Voyager au Ladakh ou au Cachemire, c’est découvrir une région spectaculaire de l’Himalaya… mais aussi une zone où la géopolitique façonne encore le quotidien. Derrière la beauté des paysages se cachent des frontières disputées, des héritages coloniaux complexes et des tensions qui persistent entre trois puissances : l’Inde, le Pakistan et la Chine.
Sommaire
- Géopolitique du Cachemire et du Ladakh : une région aux frontières contestées
- Où se trouvent le Cachemire et le Ladakh ?
- Le Jammu-et-Cachemire avant 2019 : comprendre la situation géopolitique avant la scission
- Pourquoi la réforme géopolitique du Ladakh et du Cachemire en 2019 ?
- Le Ladakh, entre espoirs et inquiétudes
- Cachemire et Ladakh : une décision aux répercussions géopolitiques mondiales
- Quel avenir pour le Ladakh et le Cachemire ?
Géopolitique du Cachemire et du Ladakh : une région aux frontières contestées
Depuis la partition de l’Inde britannique en 1947, le Cachemire reste l’un des territoires les plus sensibles d’Asie.
La Ligne de Contrôle (LOC), tracée après l’accord de Karachi en 1949, sépare aujourd’hui la partie indienne de la partie pakistanaise, sous supervision de l’ONU. Mais selon les cartes, ces frontières varient encore — reflet des désaccords persistants.

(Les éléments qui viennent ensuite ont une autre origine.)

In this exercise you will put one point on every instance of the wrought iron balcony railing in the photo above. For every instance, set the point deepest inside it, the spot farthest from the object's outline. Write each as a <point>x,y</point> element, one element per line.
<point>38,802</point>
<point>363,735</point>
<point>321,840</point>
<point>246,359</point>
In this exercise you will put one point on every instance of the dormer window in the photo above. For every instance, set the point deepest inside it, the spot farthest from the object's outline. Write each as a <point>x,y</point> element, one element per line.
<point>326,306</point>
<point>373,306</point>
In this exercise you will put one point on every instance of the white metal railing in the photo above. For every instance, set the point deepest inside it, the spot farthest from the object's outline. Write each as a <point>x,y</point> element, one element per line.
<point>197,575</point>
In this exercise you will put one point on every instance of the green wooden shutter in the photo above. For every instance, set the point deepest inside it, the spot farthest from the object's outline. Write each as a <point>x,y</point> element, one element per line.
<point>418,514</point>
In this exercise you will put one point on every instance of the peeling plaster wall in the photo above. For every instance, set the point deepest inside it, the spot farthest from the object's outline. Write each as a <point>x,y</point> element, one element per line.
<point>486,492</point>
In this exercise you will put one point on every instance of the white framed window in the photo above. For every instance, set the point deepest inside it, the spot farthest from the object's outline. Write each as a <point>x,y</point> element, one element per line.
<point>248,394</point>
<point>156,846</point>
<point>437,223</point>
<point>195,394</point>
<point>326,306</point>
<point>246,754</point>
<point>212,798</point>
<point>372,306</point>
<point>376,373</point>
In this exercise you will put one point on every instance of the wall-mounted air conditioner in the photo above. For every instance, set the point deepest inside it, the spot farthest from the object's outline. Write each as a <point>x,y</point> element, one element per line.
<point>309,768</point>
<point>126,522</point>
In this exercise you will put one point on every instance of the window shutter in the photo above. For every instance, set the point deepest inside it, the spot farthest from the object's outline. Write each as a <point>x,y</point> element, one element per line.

Les voyageurs qui s’aventurent dans ces régions le savent : il faut souvent obtenir des permis spéciaux pour accéder aux zones frontalières, et certaines vallées restent strictement interdites.
Malgré cela, le Ladakh est resté une terre paisible et accueillante, bien différente du Cachemire voisin, où les tensions politiques et militaires sont récurrentes.
Où se trouvent le Cachemire et le Ladakh ?
L’ancien État du Jammu-et-Cachemire se trouve à l’extrême nord de l’Inde, dans une enclave montagneuse de l’Himalaya, entre le Pakistan et la Chine.
- Une partie du Cachemire est administrée par le Pakistan,
- une autre par l’Inde,
- et la zone orientale de l’Aksai Chin, historiquement rattachée au Ladakh, a été annexée par la Chine après la guerre sino-indienne de 1962.
Le Cachemire indien couvre environ 200 000 km² et abrite près de 12,5 millions d’habitants. Sa vallée centrale, à majorité musulmane, contraste avec le Ladakh, vaste désert d’altitude à majorité bouddhiste, beaucoup moins peuplé.

Côté pakistanais, le territoire représente 86 000 km² pour environ 6,4 millions d’habitants, tandis que l’Aksai Chin, sous contrôle chinois, couvre 37 000 km².
La partition a brisé des familles et interrompu d’anciens échanges commerciaux entre le Tibet, l’Asie centrale et le sous-continent indien. Pourtant, le tourisme au Ladakh a permis une nouvelle forme de rayonnement. Depuis son ouverture en 1974, la région attire un nombre croissant de voyageurs, séduits par ses paysages lunaires et sa culture tibétaine.
Le film “Trois idiots”, tourné au lac Pangong, a d’ailleurs contribué à sa notoriété auprès des Indiens eux-mêmes.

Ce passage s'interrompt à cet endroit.